現在に“生まれる”往生思想について
「親鸞仏教センター研究員と学ぶ公開講座2022」報告記事
※12月講座「往生とは何か」
中村担当「現在に“生まれる”往生思想について」
本講座では、「往生」を現生の事実として考究する西山派祖・證空(1177-1247)の往生思想を中心に検討を進めた。特に證空にとっての「(凡夫の)往生」とは、「(弥陀の)成仏」と密接な連関があり、「成仏」と「往生」は同時であるとされる。弥陀が成仏した時に、すでに往生が完成されているのだと證空は強調する。

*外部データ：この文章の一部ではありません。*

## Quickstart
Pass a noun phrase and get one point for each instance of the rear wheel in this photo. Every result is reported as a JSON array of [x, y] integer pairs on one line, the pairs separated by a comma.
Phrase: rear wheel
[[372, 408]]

ただ注意すべきは、往生が確立した時=他力信心の確立した時に、弥陀の成仏が完成すると説くのであり、この意味で弥陀が未だ成仏していない時があるとする。これは何を意味するのか。あえて踏み込んで考えてみれば、弥陀が遥か昔に成仏したと仏典で説かれるわけであるが、弥陀が成仏したことを観念的に受け止めるだけでは未だ自己の事実とは言えず、自己のもとに弥陀の成仏を体験することにこそ救済の実現を見るのであろう。それを弥陀の大悲が現れる体験として、「見仏」と證空は言う。決して肉眼や観想念仏の世界の中に弥陀を見るわけではないが、弥陀のいる世界に値遇するのであり、「見仏」と「往生」とは同じことだとする。そして、この「見仏」「往生」が現生に在るとするのが證空の往生思想なのである。
しかし、一方でどこまでもこの世界は穢土であり、厭うべき世界であると證空は認識していた。浄土と穢土という二重の世界を生きる、生きざるを得ないのが凡夫である。本講座において、この二重性という視点から「往生」について論じた。
『親鸞仏教センター通信』第85号より転載。